Ele tentou trabalhar com entretenimento, depois arrumou uma vaga na Ford, onde ficou até 1946, de onde saiu para promover uma liga de baseball, um filme ruim, começou a fazer apresentações onde desafiava a platéia para corridas, corria contra cavalos… Jesse chegou a ter uma lavanderia e faliu, perdendo o pouco que tinha. Ele morreu pobre, de câncer aos 66 anos em 1980, um celebrado símbolo que tinha o incômodo defeito de ser uma pessoa de verdade.
Mais atrás eu falei que Owens não tinha contratos de publicidade. Não é totalmente verdade. De fato, em Berlim 1936 ele se tornou o primeiro atleta negro a ser patrocinado. Por um alemão chamado Adolf, Adolf Dassler.
Ele e o irmão, Rudolf criaram em 1924 a Gebrüder Dassler Schuhfabrik. fábrica de sapatos dos Irmãos Dassler. Tiveram algum sucesso, a ponto de patrocinar vários atletas nas olimpíadas de 1928, mas a Crise de 1929 e a própria situação da Alemanha colocou a firma em perigo. Precisavam de mais divulgação. Aos trancos e barrancos chegaram em 1936, e Adolf se enfurnou na oficina e criou com as próprias mãos os melhores tênis de corrida que conseguiu imaginar. O próximo passo foi ir atrás da maior estrela, com mais potencial e pedir para seu amigo pessoal e treinador da equipe alemã de atletismo para entregar os tênis para o tal atleta,
Problema: Era Jesse Owens, e era negro. O treinador disse que se os nazistas descobrissem que ele havia presentado um atleta negro com os melhores tênis do Universo, ele estaria ferrado, mas pelo visto o Esporte falou mais alto e Jo Waitzer, o treinador levou três pares de tênis para Owens. Depois de experimentar o terceiro, Owens disse que se não usasse aqueles tênis ele preferia correr descalço.
O resto, é História.
A Segunda Guerra Mundial ficou séria, e ao invés de vender milhões de tênis a fábrica dos irmãos foi confiscada para produzir botas para Wehrmacht. Convocados, os irmãos se filiaram ao Partido Nazista. Adolf serviu por um ano antes de voltar para a fábrica, Rudolf acabou preso por se ausentar do posto, sendo capturado pelos aliados no final da Guerra.

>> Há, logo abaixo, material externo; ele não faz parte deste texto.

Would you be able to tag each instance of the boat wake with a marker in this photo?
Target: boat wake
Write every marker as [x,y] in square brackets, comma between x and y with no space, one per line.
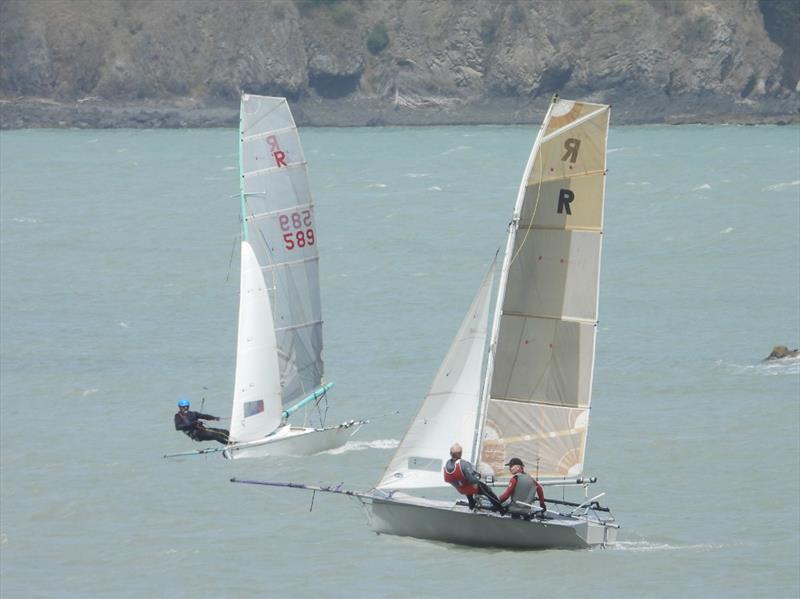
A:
[647,546]
[782,186]
[362,445]
[782,367]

Quando as tropas aliadas começaram a vasculhar o que havia sobrado do parque industrial alemão, chegaram na fábrica dos irmãos. A ordem era destruir tudo que houvesse sido criado para o esforço de guerra. Adolf estava vendo o sonho de sua vida cair aos pedaços, então se lembrou de algo, correu para o escritório, voltou e disse que ele havia sido forçado a produzir botas, que ele antes era uma fábrica civil.
Para provar ele mostrou um tênis, uma foto autografada e uma carta de Jesse Owens, agradecendo pelos tênis. O oficial americano ficou convencido, e deu ordem para ninguém tocar na fábrica dos irmãos Dassler.
Mais tarde, em 1948 os dois acabaram brigando feio. Rudolf montou uma fábrica do outro lado do rio, e Adolf Dassler rebatizou a empresa, usando o próprio nome. Na verdade, seu apelido, Adi. Adi Dassler, ou pra encurtar, Adidas. A empresa de Rudolf se chama Puma.